Hilfe für krebskranke Mütter mit Babys oder Kleinkindern bzw. krebskranke Schwangere
Eine Krebserkrankung verändert das Leben – besonders dann, wenn eine Mutter betroffen ist. Neben der eigenen Erkrankung und den Herausforderungen der Behandlung müssen gleichzeitig Familie, Kinder und Alltag weiter funktionieren. Für Mütter mit Babys und kleinen Kindern oder für Frauen, die während einer Schwangerschaft an Krebs erkranken, kann diese Situation besonders belastend sein.

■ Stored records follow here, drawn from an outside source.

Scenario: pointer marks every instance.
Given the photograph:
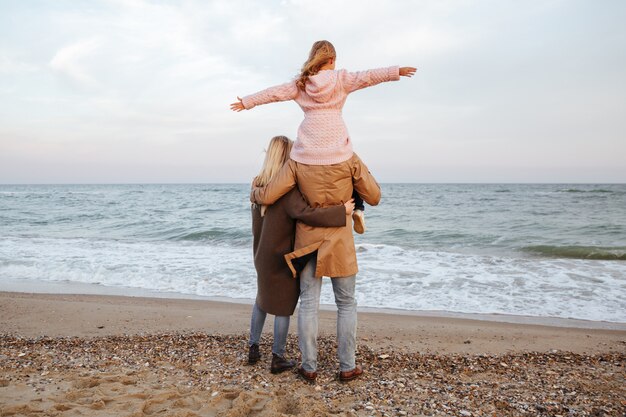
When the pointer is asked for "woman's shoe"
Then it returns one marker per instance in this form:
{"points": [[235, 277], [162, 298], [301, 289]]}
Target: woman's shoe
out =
{"points": [[253, 354], [345, 376], [309, 377], [280, 364]]}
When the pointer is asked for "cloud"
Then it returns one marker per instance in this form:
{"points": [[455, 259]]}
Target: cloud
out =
{"points": [[70, 61]]}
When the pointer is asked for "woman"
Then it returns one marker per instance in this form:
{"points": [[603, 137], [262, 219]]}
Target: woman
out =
{"points": [[324, 251], [273, 229]]}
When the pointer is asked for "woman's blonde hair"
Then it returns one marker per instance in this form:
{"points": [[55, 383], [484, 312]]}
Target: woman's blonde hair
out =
{"points": [[321, 53], [275, 157]]}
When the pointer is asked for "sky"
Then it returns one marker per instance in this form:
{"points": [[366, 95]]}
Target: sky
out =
{"points": [[138, 91]]}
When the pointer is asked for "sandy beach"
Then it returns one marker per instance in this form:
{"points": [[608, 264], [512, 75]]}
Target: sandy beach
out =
{"points": [[101, 355]]}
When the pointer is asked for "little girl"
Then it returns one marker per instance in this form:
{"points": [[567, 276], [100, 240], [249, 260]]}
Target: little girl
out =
{"points": [[321, 92]]}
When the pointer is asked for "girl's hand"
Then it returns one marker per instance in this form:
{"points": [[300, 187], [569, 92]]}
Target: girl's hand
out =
{"points": [[407, 71], [237, 106], [349, 205]]}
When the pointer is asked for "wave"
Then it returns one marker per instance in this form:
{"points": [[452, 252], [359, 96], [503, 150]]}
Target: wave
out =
{"points": [[212, 235], [580, 252], [577, 190]]}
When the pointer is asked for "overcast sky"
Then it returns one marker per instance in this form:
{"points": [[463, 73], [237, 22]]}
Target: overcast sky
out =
{"points": [[119, 91]]}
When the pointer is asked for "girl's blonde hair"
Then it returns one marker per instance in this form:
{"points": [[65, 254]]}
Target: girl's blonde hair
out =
{"points": [[275, 157], [321, 53]]}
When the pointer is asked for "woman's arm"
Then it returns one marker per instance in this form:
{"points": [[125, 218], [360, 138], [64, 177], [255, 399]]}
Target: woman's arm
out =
{"points": [[353, 81], [283, 92], [284, 181], [334, 216], [364, 182]]}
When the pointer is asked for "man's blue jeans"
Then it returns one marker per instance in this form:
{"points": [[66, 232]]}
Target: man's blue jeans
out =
{"points": [[281, 328], [310, 289]]}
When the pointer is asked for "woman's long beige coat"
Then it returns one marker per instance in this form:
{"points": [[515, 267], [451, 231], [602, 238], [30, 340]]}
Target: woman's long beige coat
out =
{"points": [[323, 186], [273, 233]]}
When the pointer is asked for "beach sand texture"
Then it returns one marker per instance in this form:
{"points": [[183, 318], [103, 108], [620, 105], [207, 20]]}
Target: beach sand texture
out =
{"points": [[76, 355]]}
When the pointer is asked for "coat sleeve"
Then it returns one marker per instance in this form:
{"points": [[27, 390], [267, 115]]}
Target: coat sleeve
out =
{"points": [[297, 208], [284, 181], [353, 81], [364, 182], [283, 92]]}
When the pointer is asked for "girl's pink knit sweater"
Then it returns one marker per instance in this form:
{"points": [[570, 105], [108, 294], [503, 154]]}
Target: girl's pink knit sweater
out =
{"points": [[322, 136]]}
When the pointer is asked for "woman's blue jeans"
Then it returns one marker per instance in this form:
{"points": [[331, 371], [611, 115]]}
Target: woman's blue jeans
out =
{"points": [[281, 328], [310, 289]]}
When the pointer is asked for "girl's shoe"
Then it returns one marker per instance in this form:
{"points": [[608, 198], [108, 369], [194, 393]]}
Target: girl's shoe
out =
{"points": [[358, 217]]}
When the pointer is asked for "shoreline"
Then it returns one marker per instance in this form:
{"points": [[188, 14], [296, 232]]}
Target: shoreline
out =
{"points": [[76, 288], [90, 315], [102, 355]]}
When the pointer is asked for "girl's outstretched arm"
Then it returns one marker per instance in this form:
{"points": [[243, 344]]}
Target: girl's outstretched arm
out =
{"points": [[283, 92], [237, 105], [407, 71], [353, 81]]}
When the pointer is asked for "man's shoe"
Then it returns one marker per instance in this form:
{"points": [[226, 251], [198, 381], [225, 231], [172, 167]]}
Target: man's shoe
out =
{"points": [[253, 354], [359, 221], [307, 376], [280, 364], [345, 376]]}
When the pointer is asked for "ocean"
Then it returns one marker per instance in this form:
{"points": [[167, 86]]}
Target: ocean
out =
{"points": [[545, 250]]}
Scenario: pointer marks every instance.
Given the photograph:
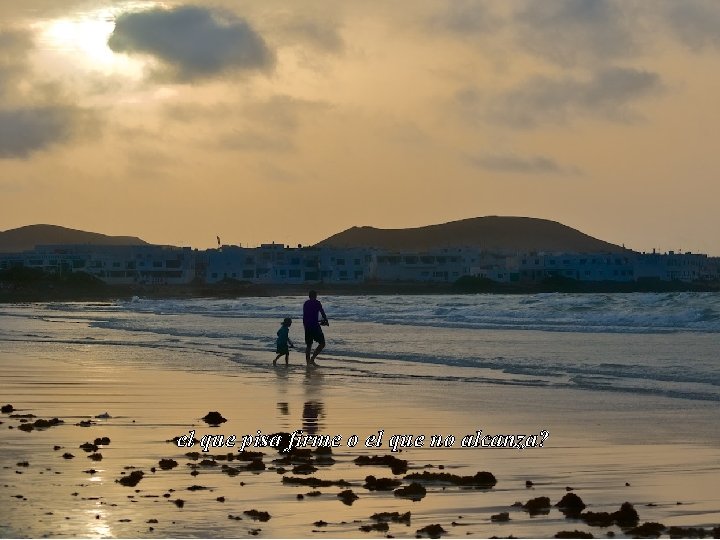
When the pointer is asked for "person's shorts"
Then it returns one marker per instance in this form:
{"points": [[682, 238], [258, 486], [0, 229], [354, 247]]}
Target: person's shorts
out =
{"points": [[314, 334]]}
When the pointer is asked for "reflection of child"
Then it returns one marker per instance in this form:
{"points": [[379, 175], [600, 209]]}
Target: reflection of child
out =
{"points": [[283, 341]]}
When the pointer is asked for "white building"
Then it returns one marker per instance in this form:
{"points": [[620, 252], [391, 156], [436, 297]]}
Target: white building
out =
{"points": [[116, 265], [276, 263]]}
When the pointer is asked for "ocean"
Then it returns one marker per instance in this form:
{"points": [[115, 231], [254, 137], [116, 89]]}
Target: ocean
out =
{"points": [[645, 343], [622, 389]]}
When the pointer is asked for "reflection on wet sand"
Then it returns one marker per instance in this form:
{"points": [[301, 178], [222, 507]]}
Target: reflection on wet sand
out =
{"points": [[313, 411]]}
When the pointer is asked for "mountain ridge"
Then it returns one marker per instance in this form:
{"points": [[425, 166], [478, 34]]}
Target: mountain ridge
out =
{"points": [[493, 233], [27, 237]]}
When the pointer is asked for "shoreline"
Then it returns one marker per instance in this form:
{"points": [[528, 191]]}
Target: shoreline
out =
{"points": [[149, 402], [50, 291]]}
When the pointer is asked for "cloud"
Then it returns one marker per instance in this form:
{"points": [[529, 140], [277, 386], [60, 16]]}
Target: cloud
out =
{"points": [[610, 94], [466, 18], [322, 35], [510, 163], [256, 141], [192, 42], [14, 46], [696, 23], [26, 130], [571, 32]]}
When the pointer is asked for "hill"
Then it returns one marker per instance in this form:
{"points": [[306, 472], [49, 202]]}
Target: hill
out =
{"points": [[495, 233], [26, 238]]}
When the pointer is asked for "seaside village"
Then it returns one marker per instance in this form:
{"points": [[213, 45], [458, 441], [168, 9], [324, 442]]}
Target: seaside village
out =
{"points": [[278, 264]]}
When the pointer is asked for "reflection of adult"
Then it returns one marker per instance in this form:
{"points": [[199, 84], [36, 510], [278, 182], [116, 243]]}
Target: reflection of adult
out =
{"points": [[311, 311]]}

Hier setzt unsere Arbeit von Pro Mater Sano e.V. an. Unser Verein unterstützt krebskranke Mütter und schwangere Frauen mit Krebs sowie ihre Familien in dieser besonderen Lebenssituation. Wir möchten dort helfen, wo die Erkrankung neben der medizinischen Behandlung ganz konkrete Auswirkungen auf das Familienleben hat.
Unsere Unterstützung ist so individuell wie die Menschen, die zu uns kommen. Wir leisten finanzielle Hilfe, bieten persönliche Begleitung und ermöglichen individuelle Hilfsangebote, die Familien im Alltag entlasten können. Dabei geht es nicht nur darum, akute Sorgen zu lindern, sondern auch darum, den betroffenen Müttern und ihren Familien Sicherheit, Zeit und Raum zu geben.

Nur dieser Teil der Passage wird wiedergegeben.